Re: [PATCH v2 11/46] hugetlb: add hugetlb_pte to track HugeTLB page table entries
From: Mike Kravetz
Date: Fri Feb 24 2023 - 19:10:39 EST
On 02/18/23 00:27, James Houghton wrote:
> After high-granularity mapping, page table entries for HugeTLB pages can
> be of any size/type. (For example, we can have a 1G page mapped with a
> mix of PMDs and PTEs.) This struct is to help keep track of a HugeTLB
> PTE after we have done a page table walk.
>
> Without this, we'd have to pass around the "size" of the PTE everywhere.
> We effectively did this before; it could be fetched from the hstate,
> which we pass around pretty much everywhere.
Agreed. I can not think of a better way to handle the possibility of
having hugetlb page table entries at any level. The somewhat unfortunate
part of this is that code outside hugetlbfs proper needs to know about this.
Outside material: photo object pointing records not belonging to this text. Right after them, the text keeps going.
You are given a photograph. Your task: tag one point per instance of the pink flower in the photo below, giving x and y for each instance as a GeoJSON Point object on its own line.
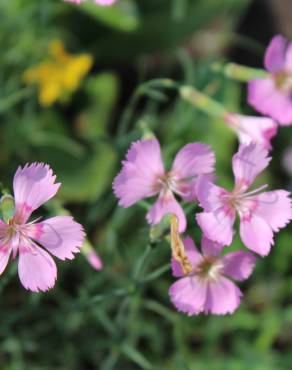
{"type": "Point", "coordinates": [208, 287]}
{"type": "Point", "coordinates": [94, 259]}
{"type": "Point", "coordinates": [250, 129]}
{"type": "Point", "coordinates": [272, 96]}
{"type": "Point", "coordinates": [261, 214]}
{"type": "Point", "coordinates": [143, 175]}
{"type": "Point", "coordinates": [33, 186]}
{"type": "Point", "coordinates": [98, 2]}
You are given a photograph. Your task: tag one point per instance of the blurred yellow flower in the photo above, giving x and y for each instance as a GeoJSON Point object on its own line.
{"type": "Point", "coordinates": [59, 75]}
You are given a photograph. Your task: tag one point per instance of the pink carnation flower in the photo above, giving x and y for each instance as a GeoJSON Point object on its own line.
{"type": "Point", "coordinates": [208, 287]}
{"type": "Point", "coordinates": [250, 129]}
{"type": "Point", "coordinates": [98, 2]}
{"type": "Point", "coordinates": [34, 185]}
{"type": "Point", "coordinates": [143, 175]}
{"type": "Point", "coordinates": [261, 214]}
{"type": "Point", "coordinates": [272, 96]}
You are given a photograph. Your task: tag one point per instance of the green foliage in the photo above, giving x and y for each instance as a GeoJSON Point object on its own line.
{"type": "Point", "coordinates": [121, 317]}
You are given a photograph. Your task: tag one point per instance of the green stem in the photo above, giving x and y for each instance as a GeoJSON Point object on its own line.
{"type": "Point", "coordinates": [14, 98]}
{"type": "Point", "coordinates": [239, 72]}
{"type": "Point", "coordinates": [202, 102]}
{"type": "Point", "coordinates": [162, 83]}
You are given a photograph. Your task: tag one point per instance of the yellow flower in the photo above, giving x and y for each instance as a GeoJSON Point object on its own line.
{"type": "Point", "coordinates": [59, 75]}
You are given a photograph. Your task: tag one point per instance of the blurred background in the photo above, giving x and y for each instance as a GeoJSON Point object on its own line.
{"type": "Point", "coordinates": [73, 94]}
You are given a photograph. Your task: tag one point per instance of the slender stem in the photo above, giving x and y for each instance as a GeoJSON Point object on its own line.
{"type": "Point", "coordinates": [163, 83]}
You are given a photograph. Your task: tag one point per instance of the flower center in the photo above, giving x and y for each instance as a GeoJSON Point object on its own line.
{"type": "Point", "coordinates": [283, 82]}
{"type": "Point", "coordinates": [210, 268]}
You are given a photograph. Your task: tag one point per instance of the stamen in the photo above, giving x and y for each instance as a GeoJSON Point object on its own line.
{"type": "Point", "coordinates": [178, 248]}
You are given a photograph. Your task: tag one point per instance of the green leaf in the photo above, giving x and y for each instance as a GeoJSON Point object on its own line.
{"type": "Point", "coordinates": [86, 180]}
{"type": "Point", "coordinates": [122, 17]}
{"type": "Point", "coordinates": [103, 92]}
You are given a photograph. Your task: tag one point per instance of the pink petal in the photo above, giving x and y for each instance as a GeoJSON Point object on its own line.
{"type": "Point", "coordinates": [61, 235]}
{"type": "Point", "coordinates": [288, 58]}
{"type": "Point", "coordinates": [210, 248]}
{"type": "Point", "coordinates": [218, 225]}
{"type": "Point", "coordinates": [275, 54]}
{"type": "Point", "coordinates": [192, 161]}
{"type": "Point", "coordinates": [4, 258]}
{"type": "Point", "coordinates": [188, 295]}
{"type": "Point", "coordinates": [139, 177]}
{"type": "Point", "coordinates": [166, 204]}
{"type": "Point", "coordinates": [275, 208]}
{"type": "Point", "coordinates": [193, 255]}
{"type": "Point", "coordinates": [248, 162]}
{"type": "Point", "coordinates": [256, 235]}
{"type": "Point", "coordinates": [37, 270]}
{"type": "Point", "coordinates": [264, 97]}
{"type": "Point", "coordinates": [94, 260]}
{"type": "Point", "coordinates": [209, 195]}
{"type": "Point", "coordinates": [223, 297]}
{"type": "Point", "coordinates": [239, 265]}
{"type": "Point", "coordinates": [259, 130]}
{"type": "Point", "coordinates": [33, 186]}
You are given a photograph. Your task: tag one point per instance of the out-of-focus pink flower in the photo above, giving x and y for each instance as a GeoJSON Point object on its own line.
{"type": "Point", "coordinates": [272, 96]}
{"type": "Point", "coordinates": [261, 215]}
{"type": "Point", "coordinates": [93, 259]}
{"type": "Point", "coordinates": [208, 289]}
{"type": "Point", "coordinates": [259, 130]}
{"type": "Point", "coordinates": [98, 2]}
{"type": "Point", "coordinates": [143, 175]}
{"type": "Point", "coordinates": [287, 160]}
{"type": "Point", "coordinates": [33, 186]}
However, there is already 'special handling' with hugetlb assumptions
in those places today.
> hugetlb_pte_present_leaf is included here as a helper function that will
> be used frequently later on.
>
> Signed-off-by: James Houghton <jthoughton@xxxxxxxxxx>
>
> diff --git a/include/linux/hugetlb.h b/include/linux/hugetlb.h
> index a1ceb9417f01..eeacadf3272b 100644
> --- a/include/linux/hugetlb.h
> +++ b/include/linux/hugetlb.h
Acked-by: Mike Kravetz <mike.kravetz@xxxxxxxxxx>
--
Mike Kravetz
> @@ -26,6 +26,25 @@ typedef struct { unsigned long pd; } hugepd_t;
> #define __hugepd(x) ((hugepd_t) { (x) })
> #endif
>
> +enum hugetlb_level {
> + HUGETLB_LEVEL_PTE = 1,
> + /*
> + * We always include PMD, PUD, and P4D in this enum definition so that,
> + * when logged as an integer, we can easily tell which level it is.
> + */
> + HUGETLB_LEVEL_PMD,
> + HUGETLB_LEVEL_PUD,
> + HUGETLB_LEVEL_P4D,
> + HUGETLB_LEVEL_PGD,
> +};
> +
> +struct hugetlb_pte {
> + pte_t *ptep;
> + unsigned int shift;
> + enum hugetlb_level level;
> + spinlock_t *ptl;
> +};
> +
> #ifdef CONFIG_HUGETLB_PAGE
>
> #include <linux/mempolicy.h>
> @@ -39,6 +58,20 @@ typedef struct { unsigned long pd; } hugepd_t;
> */
> #define __NR_USED_SUBPAGE 3
>
> +static inline
> +unsigned long hugetlb_pte_size(const struct hugetlb_pte *hpte)
> +{
> + return 1UL << hpte->shift;
> +}
> +
> +static inline
> +unsigned long hugetlb_pte_mask(const struct hugetlb_pte *hpte)
> +{
> + return ~(hugetlb_pte_size(hpte) - 1);
> +}
> +
> +bool hugetlb_pte_present_leaf(const struct hugetlb_pte *hpte, pte_t pte);
> +
> struct hugepage_subpool {
> spinlock_t lock;
> long count;
> @@ -1234,6 +1267,45 @@ static inline spinlock_t *huge_pte_lock(struct hstate *h,
> return ptl;
> }
>
> +static inline
> +spinlock_t *hugetlb_pte_lockptr(struct hugetlb_pte *hpte)
> +{
> + return hpte->ptl;
> +}
> +
> +static inline
> +spinlock_t *hugetlb_pte_lock(struct hugetlb_pte *hpte)
> +{
> + spinlock_t *ptl = hugetlb_pte_lockptr(hpte);
> +
> + spin_lock(ptl);
> + return ptl;
> +}
> +
> +static inline
> +void __hugetlb_pte_init(struct hugetlb_pte *hpte, pte_t *ptep,
> + unsigned int shift, enum hugetlb_level level,
> + spinlock_t *ptl)
> +{
> + /*
> + * If 'shift' indicates that this PTE is contiguous, then @ptep must
> + * be the first pte of the contiguous bunch.
> + */
> + hpte->ptl = ptl;
> + hpte->ptep = ptep;
> + hpte->shift = shift;
> + hpte->level = level;
> +}
> +
> +static inline
> +void hugetlb_pte_init(struct mm_struct *mm, struct hugetlb_pte *hpte,
> + pte_t *ptep, unsigned int shift,
> + enum hugetlb_level level)
> +{
> + __hugetlb_pte_init(hpte, ptep, shift, level,
> + huge_pte_lockptr(shift, mm, ptep));
> +}
> +
> #if defined(CONFIG_HUGETLB_PAGE) && defined(CONFIG_CMA)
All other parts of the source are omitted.